Having a healthy, happy pregnancy is important, but if you are one of the 3% to 8% of women who have asthma during pregnancy, control of your condition is crucial.
A hallmark of asthma is a flare-up leading to narrowing of the airways and making it difficult to breathe, with wheezing and coughing. If this happens during pregnancy, not only does the mother-to-be have breathing problems, but it can have a major effect on the baby as well, by reducing its oxygen supply.
That can lead to a list of complications, including:
- Low birth weight.
- Premature birth.
- Need for cesarean delivery.
For some women, asthma can worsen during pregnancy. Even if your asthma is well-controlled prior to getting pregnant, it does not mean it will stay that way during pregnancy. For some women, there is no change in asthma while other women may even see their asthma improve.
Here are steps you can take – with guidance from your physician – to control your asthma and prevent flare-ups that are detrimental to you and your unborn child.
Table of Contents
Avoid Known Asthma Triggers
To help prevent asthma symptoms, you should try to avoid your known asthma triggers.
According to the American College of Allergy, Asthma and Immunology, if you have pollen, mold, pet, and/or house dust mite allergy, you need to discuss ways to help reduce these triggers in your environment with your allergist. It goes without saying that you should not smoke and should avoid all second-hand smoke.

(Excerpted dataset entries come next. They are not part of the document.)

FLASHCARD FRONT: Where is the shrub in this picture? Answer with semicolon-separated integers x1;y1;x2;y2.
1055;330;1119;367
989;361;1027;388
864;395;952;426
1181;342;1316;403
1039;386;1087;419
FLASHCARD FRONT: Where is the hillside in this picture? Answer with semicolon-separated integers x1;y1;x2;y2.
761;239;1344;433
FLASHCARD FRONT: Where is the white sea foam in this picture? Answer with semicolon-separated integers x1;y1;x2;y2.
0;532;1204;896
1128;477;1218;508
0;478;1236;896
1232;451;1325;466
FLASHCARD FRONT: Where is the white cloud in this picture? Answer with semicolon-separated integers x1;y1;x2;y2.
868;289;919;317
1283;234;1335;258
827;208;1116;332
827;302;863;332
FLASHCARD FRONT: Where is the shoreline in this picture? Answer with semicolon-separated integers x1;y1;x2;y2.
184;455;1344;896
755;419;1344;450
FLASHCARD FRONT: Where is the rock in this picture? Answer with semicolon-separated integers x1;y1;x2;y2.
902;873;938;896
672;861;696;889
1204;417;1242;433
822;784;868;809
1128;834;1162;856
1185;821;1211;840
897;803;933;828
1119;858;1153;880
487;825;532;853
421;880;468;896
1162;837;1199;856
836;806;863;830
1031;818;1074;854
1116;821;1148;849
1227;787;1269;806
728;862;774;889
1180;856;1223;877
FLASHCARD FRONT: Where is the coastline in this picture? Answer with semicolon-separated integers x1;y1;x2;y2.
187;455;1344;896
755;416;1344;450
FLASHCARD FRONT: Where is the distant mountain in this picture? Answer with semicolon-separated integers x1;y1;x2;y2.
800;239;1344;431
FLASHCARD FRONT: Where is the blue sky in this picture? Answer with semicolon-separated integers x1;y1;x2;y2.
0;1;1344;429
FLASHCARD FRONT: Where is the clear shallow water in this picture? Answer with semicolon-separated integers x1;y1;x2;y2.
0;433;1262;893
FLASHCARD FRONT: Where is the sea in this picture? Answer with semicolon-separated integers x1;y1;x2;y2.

Asthma Medications During Pregnancy
You may need to have more frequent follow-ups with your allergist during pregnancy to make sure your asthma stays under control. You should not start or stop any of your asthma medications without first talking to your specialist.
There is always concern surrounding the use of any medications during pregnancy. The good news is that most asthma medications are safe for use during this time. Remember that there is more risk to you and your unborn baby from poor asthma control and flare-ups than from taking your asthma medications.
Medications that show the highest safety during pregnancy include:
- Quick-relief medications: short-acting inhaled bronchodilators (albuterol, levalbuterol).
- Long-term controller medications: some inhaled corticosteroids (budesonide, fluticasone) and leukotriene modifiers (montelukast).
Some asthma specialists will prescribe the use of inhaled corticosteroid/long-acting beta agonists (budesonide/formoterol) if they feel that the benefit for the severity of your asthma outweighs any risk.
Oral corticosteroids, like prednisone, may be used for a brief period if you have an acute asthma flare-up during pregnancy. These medications have been shown to reduce the risk of having to go to the emergency department or being hospitalized.
If you were on one of the newer asthma biologics like omalizumab prior to pregnancy, your allergist will probably continue it due to the severity of your asthma. Though there is not as much safety data with the asthma biologics during pregnancy as with the older medications, your asthma specialist may start one if your asthma becomes severe to minimize risk to you and the unborn baby.
Controlling Your Asthma While Pregnant
What about allergy immunotherapy shots, tablets or drops during pregnancy? If you are not on any of these treatments prior to getting pregnant, it is recommended not to start during this time. If you are already on one of these treatments, it is generally safe to continue, but this needs to be discussed with your physician. Many times, the dosage and frequency of treatment are changed during pregnancy.
You can control your asthma during pregnancy. Remember you are breathing for two during this special time.